Bologna, trapianto di polmoni da record al Sant'Orsola

Primo intervento da donatore a cuore fermo in regione

L'équipe della chirurgia toracica del Sant'Orsola

L'équipe della chirurgia toracica del Sant'Orsola

Bologna, 8 agosto 2019 - Primo trapianto di polmoni, da donatore a cuore fermo, su una donna colpita da ipertensione polmonare primitiva. Un record del Sant’Orsola per l’Emilia-Romagna, mentre a livello nazionale l’intervento risulta il secondo, osservano gli specialisti del Policlinico.

«Questa operazione così complessa – precisa il chirurgo toracico Giampiero Dolci che ha condotto l’intervento con Piergiorgio Solli, direttore della Chirurgia toracica del Maggiore – è stata resa possibile dalla grande esperienza che abbiamo maturato al Sant’Orsola sui trapianti, ma anche dal grande affiatamento e dall’abitudine a lavorare insieme tra équipe diverse sia mediche sia infermieristiche che qui al Polo cardio toraco vascolare sperimentiamo ogni giorno».

La paziente, operata a metà giugno, è rimasta in circolazione extracorporea per tre giorni, anche per permettere al cuore di adattarsi gradualmente ai nuovi polmoni. Dopo 40 giorni di degenza, è stata dimessa dall’ospedale e sta proseguendo il recupero con il supporto di pneumologi, cardiologi e fisioterapisti di riferimento. La donazione è avvenuta al Bufalini di Cesena e quando i polmoni sono arrivati al Policlinico, «è stato necessario sottoporli a un trattamento particolare – prosegue Dolci – per recuperare la piena funzionalità respiratoria, dal momento che sono stati prelevati, come è previsto, 20 minuti dopo l’arresto cardiaco. Poi è iniziato l’intervento, durato circa 10 ore. Si è trattato di un trapianto delicato sia per la parte anestesiologica, dal momento che il cuore era dilatato a causa della malattia, sia dal punto di vista tecnico, perché le arterie erano danneggiate dall’alta pressione sanguigna».

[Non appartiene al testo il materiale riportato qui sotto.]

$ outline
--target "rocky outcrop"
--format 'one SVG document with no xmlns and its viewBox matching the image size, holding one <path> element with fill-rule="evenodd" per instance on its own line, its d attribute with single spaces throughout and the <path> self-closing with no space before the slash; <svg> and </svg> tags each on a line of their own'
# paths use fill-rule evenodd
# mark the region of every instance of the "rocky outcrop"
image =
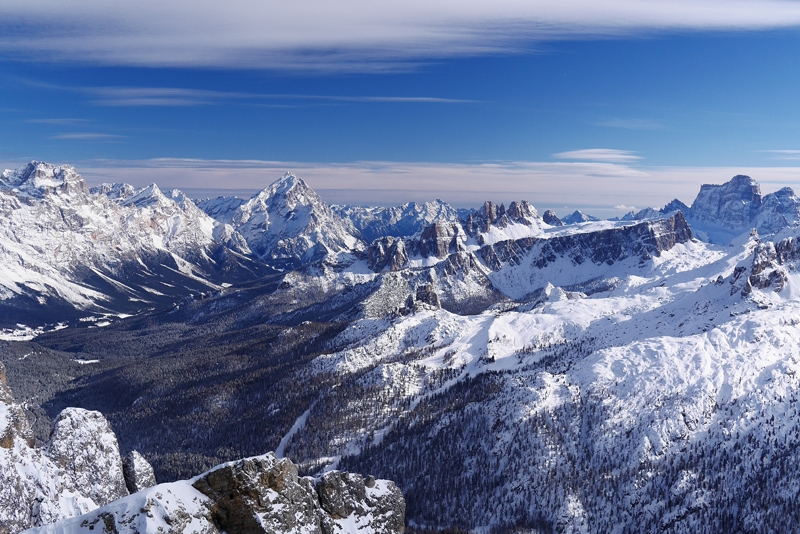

La paziente ora è in convalescenza. «Sono rinata e ora sto tirando fuori tutta la mia grinta – spiega Annalisa Zorer, 48 anni, trentina – e mi aiuta tanto sentire la canzone ‘Io voglio vivere’ dei Nomadi. A differenza di prima, quando per anni mi sono imbottita di farmaci per il bruciore al petto e il cuore a mille, ora mi dà solo fastidio il tremolio di alcune pastiglie antirigetto. Il mio ringraziamento va al donatore e alla sua famiglia. Il trapianto in se non è stato per niente doloroso. La fatica maggiore ora è camminare e il clima caldo e umido di questi giorni non mi aiuta, però non mollo. Quando mi sono svegliata, ho subito riconosciuto tutti. E appena ho visto il professor Nazzareno Galiè avrei voluto abbracciarlo: mi ha seguita per anni ed è lui che mi ha indicato la strada del trapianto».